Light that drives photosynthesis is called Photosynthetically Active Radiation (PAR) and is typically defined as total light with wavelength in the range 400-700 nm. Conventional PAR sensors provide a single value of light irradiance in that range.
We developed and engineered a canopy spectral sensor based on a spectrometer that can capture the entire light spectrum from 350 to 850 nm with a resolution of better than 10 nm. The system is mounted on a moving platform that is able to rotate about two axes. The system enables the measurement of the sunlight distributions as a function of the elevation and azimuth in terms of both its intensity and its spectrum.
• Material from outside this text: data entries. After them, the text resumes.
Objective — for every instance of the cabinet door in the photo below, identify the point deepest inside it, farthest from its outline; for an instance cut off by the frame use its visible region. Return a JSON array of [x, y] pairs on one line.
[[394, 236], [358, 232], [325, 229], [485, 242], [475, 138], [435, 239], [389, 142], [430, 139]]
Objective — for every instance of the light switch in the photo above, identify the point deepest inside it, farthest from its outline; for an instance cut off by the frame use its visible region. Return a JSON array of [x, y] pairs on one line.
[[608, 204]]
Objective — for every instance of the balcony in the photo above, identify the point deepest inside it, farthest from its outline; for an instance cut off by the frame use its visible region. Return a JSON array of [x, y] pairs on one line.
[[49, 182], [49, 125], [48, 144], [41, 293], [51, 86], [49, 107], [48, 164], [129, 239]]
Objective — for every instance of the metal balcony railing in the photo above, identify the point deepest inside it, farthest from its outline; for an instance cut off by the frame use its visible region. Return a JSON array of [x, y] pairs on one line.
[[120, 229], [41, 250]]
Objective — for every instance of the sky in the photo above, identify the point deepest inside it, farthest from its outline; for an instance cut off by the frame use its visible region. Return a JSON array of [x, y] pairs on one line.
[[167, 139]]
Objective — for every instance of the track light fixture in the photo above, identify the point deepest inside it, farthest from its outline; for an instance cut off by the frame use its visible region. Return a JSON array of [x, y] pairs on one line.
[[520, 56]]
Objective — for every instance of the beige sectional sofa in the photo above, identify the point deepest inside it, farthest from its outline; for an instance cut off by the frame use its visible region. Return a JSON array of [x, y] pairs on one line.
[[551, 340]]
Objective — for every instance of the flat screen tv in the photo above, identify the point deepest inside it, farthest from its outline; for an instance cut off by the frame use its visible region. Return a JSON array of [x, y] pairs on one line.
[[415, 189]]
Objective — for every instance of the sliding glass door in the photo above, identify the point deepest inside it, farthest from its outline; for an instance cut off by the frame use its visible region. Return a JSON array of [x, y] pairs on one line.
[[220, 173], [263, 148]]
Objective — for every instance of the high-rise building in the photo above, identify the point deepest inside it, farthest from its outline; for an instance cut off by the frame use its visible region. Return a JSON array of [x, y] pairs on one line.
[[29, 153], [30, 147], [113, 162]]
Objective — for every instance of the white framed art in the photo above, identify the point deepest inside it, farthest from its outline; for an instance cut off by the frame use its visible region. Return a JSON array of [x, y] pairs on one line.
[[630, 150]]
We engineered the readout system of the spectrometer to be able to measure any light level, from very low levels such as those of dusk or dawn, to extremely bright conditions such as those when the sensor is pointing directly towards the sun. The system is battery-operated and powered by a solar panel: it can collect data continuously for weeks at a time without intervention and log the data onto a memory card.
In this way, the system can map the sunlight levels during the day at any present range of angles or over the entire hemisphere. It can be placed under an orchard canopy to quantitatively determine the light interception efficiency of the plants at different times during the day.
Our canopy light sensor is currently being used by scientists at Agriculture Victoria to understand how light interception efficiency affects yield and growth rate in almond orchards. Other applications include light intensity measurement under plant canopies in outdoor environments, greenhouses, and growth chambers.